Architektur muss immer Auseinandersetzung sein
Architektin Marion Gruber von PLOV
Marion Gruber und Christoph Leitner sind PLOV. Der Begriff „Plov“ kommt aus Tashkent. Es ist ein Potpourri aus Gewürzen und Zutaten. Es ist jedes Mal anders und immer köstlich. So sehen die beiden ihre Arbeit. Foto:©Andreas Buchberger
Architektin Marion Gruber von PLOV hat ganz eigene Ansichten über Architektur. Transkript einer Videokonferenz im Sommer 2018.
Was wünschen Sie sich persönlich von Architektur?
Marion Gruber: Meistens lautet so eine Frage, was sich die anderen von Architektur wünschen. Ich sage, Architektur sollte viel mehr Einfluss auf die Gesellschaft, auf die Menschen haben.
Was ist Architektur?
Architektur ist (soll sein) überall erlebbar, sei es in der Stadt, in den Gebäuden. Da habe ich jedoch das Gefühl, dass viele Menschen das so nicht wahrnehmen. Sie wissen auch nicht, dass das alles Architektur ist.
Ist also der Ausspruch von Hollein „Alles ist Architektur“ richtig?
Ja, eigentlich schon! Die gebaute Umwelt hat Einfluss auf uns, auf unsere Psyche, unser Dasein, unsere Gesundheit. Räume sind wichtig, nicht nur Stadträume, sondern auch Innenräume.
Was ist notwendig, damit Architektur zu guter Architektur wird?
Wenn sie bewegt und man drüber diskutiert. Wenn sich durch sie auch die Grundlagen für zukünftige Projekte ändern.

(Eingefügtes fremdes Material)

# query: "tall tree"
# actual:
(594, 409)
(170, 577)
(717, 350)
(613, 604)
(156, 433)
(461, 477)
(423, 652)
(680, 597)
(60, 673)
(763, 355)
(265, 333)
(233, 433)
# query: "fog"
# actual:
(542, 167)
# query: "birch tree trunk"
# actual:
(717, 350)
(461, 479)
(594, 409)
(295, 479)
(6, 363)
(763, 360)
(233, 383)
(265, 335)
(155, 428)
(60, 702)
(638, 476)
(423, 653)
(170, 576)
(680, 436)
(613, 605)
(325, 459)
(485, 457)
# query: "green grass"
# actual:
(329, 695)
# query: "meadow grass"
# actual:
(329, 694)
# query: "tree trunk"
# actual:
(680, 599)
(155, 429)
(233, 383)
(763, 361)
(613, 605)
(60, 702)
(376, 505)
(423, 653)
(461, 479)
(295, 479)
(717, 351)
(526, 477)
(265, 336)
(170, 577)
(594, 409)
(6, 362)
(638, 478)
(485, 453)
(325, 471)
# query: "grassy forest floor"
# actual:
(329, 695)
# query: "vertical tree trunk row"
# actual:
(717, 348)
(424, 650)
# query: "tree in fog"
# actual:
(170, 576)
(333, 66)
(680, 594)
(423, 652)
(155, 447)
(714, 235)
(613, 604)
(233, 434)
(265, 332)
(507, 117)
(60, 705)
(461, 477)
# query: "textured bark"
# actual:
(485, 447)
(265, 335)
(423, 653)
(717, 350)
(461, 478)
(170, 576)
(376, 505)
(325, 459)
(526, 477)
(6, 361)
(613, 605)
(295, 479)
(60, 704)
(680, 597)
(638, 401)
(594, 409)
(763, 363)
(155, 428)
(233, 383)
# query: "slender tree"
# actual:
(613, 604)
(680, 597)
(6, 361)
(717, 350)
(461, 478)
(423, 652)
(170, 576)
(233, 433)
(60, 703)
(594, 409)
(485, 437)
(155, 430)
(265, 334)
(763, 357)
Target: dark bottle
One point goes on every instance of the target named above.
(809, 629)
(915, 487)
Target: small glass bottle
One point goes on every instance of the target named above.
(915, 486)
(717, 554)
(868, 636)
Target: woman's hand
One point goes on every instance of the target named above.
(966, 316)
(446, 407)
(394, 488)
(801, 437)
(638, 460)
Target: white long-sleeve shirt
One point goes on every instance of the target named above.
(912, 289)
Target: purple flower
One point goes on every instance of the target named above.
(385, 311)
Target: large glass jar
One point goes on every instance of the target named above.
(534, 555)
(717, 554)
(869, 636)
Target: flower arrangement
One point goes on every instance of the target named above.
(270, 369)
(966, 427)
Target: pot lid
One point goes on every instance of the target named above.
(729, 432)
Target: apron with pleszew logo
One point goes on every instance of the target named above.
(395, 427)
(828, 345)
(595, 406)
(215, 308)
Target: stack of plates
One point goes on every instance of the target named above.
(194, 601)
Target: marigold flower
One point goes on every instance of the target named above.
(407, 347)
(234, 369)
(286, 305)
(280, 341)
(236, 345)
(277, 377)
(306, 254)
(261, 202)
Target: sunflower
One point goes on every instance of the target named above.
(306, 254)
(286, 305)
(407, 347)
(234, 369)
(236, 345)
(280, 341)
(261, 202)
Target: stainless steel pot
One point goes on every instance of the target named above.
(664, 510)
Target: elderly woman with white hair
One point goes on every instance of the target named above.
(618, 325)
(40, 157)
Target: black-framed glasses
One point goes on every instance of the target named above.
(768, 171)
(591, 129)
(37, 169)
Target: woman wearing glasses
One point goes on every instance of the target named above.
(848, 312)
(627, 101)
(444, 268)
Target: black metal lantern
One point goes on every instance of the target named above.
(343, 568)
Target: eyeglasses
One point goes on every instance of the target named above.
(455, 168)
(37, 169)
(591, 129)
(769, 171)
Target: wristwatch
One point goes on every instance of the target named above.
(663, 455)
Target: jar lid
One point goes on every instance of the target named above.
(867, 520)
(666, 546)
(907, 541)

Hat also gute Architektur eine Vorbildwirkung?
Ja, schon!
Kirgisien, Architektur kann auch einsam sein. Foto:©Marion Gruber
Architektur soll also kritisch im Sinn von anregend und durchaus auch provokativ sein?
Unbedingt, das ist sogar ganz wichtig. Als ArchitektIn muss man hin und wieder aufregen, weil man Dinge neu interpretieren möchte und das dann ausprobiert. Das ist ja auch ein Aufzeigen, dass es nicht immer um das Althergebrachte geht, sondern dass neue Strategien notwendig sind. Dadurch entsteht ja auch Interesse an diesen wichtigen Themen.
Kann Architektur ohne Kontext existieren?
Nein, für mich nicht. Der Kontext ist extrem einflussgebend. Damit sind aber nicht nur das Grundstück und die Nachbargebäude gemeint, sondern auch die NutzerInnen, und auch die aktuelle (Bildungs-) politische Situation im Land.
Gibt es einen Widerspruch zwischen Effizienz und Nachhaltigkeit?
Widerspruch ist keiner drinnen, glaube ich. Der Begriff Nachhaltigkeit kann (oder sollte) jedoch viel umfassender, als er in den Medien betrachtet wird, gesehen werden. Es geht nicht nur um Technik und Gebäudeausstattung, der Prozess fängt ja schon viel früher an, lange bevor wir ArchitektInnen das Projekt zu Gesicht bekommen.
Indien, Architektur ist oft beengt. Foto:©Marion Gruber
Haben Sie als Frau spezielle Erwartungen an Architektur?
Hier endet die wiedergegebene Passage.